FF's Notes
← Home

Reward Shaping

May 15, 2021
rl

Introduction

Often, a very simple pattern of extra rewards suffices to render straightforward an otherwise completely intractable problem.

Current Problems

Consider the following example of bugs that can arise:

In a system that learns to ride a simulated bicycle to a particular location. To speed up learning, they provided positive rewards whenever the agent made progress towards the goal.
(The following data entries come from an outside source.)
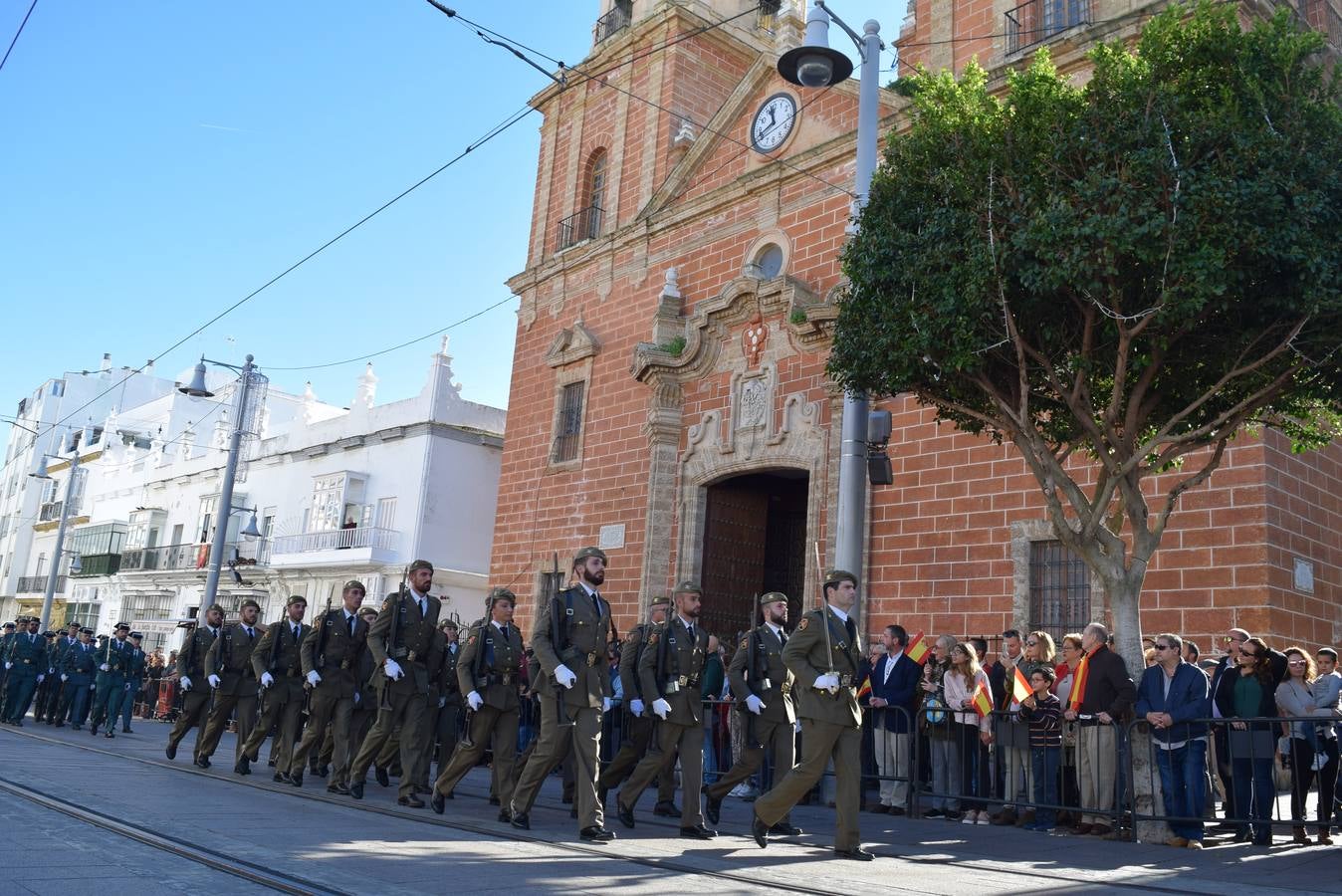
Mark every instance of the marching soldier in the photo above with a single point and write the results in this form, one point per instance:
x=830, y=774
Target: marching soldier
x=570, y=643
x=77, y=671
x=134, y=672
x=400, y=640
x=670, y=671
x=191, y=675
x=111, y=686
x=825, y=669
x=331, y=659
x=278, y=664
x=26, y=660
x=764, y=691
x=637, y=721
x=232, y=682
x=487, y=672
Because no penalty was incurred for riding away from the goal.

2021-05-15_15-08-24_screenshot.png
Original problem of riding bicycle
2021-05-15_15-10-46_screenshot.png
Speed up learning by adding positive rewards whenever the agent made progress towards goal.

Hence it's now better for the bicycle to try to go in a cycle than to go to the goal.

Preliminaries

A finite-state Markov decision process(MDP) is a tuple $M=(S,A,T,\gamma,R)$, where:

  • $S$ is a set of states;
  • $A=\{a_1,\dots,a_k\}$ is a set of actions;
  • $T=\{P_{sa}(\cdot|s \in S,a \in A)\}$ is the next state transition probability;
  • $\gamma$ is the discount factor;
  • $R: S \times A \times S \rightarrow R$ is a bounded real function called the reward function.

A policy over a set of states S is a function $\pi: S \rightarrow A$.

Thus,

  • Value function $V^{\pi}_{M}(s)=\mathbb{E}[R_1+\gamma R_2 + \cdots]$
  • Action function $Q^{\pi}_{M}(s,a)=\mathbb{E}_{s^{\prime\sim P_{sa}}}[R(s,a,s^{\prime})+\gamma V^{\pi}_{M}(s^{\prime})]$

Hence, the optimal value function is $$ V^{*}_{M}(s) = \sup_{\pi}V^{\pi}_{M}(s) $$ The optimal Q-function is $$ Q^{*}_{M}(s,a) = \sup_{\pi}Q^{\pi}_{M}(s,a) $$ The optimal policy is $$ \pi^{*}_{M}(s) = \arg\max_{a\in A}Q^{*}_{M}(s,a) $$

Views

We will run on a transformed MDP $M^{\prime}=(S,A,T,\gamma,R^{\prime})$ where $R^{\prime}=R+F$, and $F:S \times A \times S \rightarrow \mathbb{R}$ is also a bounded real-value function called the shaping reward function.

We are trying to learn a policy for some MDP M, and we wish to help our learning algorithm by giving it additional shaping rewards which will hopefully guide it towards learning a good policy faster.

But for what forms of shaping-rewards $F$ can we guarantee that $\pi_{M^{\prime}}^{*}$, the optimal policy in $M^{\prime}$ will also be optimal in $M$?

Definition A shaping reward function $F$ is potential-based if there exists $\Phi:S\rightarrow \mathbb{R}$ s.t. $$ F(s,a,s^{\prime}) = \gamma\Phi(s^{\prime}) - \Phi(s) $$

If $F$ is a potential-based shaping function, then every optimal policy in $M^{\prime}$ will also be an optimal policy in $M$.

Proof omission.

Conclusion

This suggests that a way to define a good potential function might be to try to approximate $V^{*}_{M}(s)$.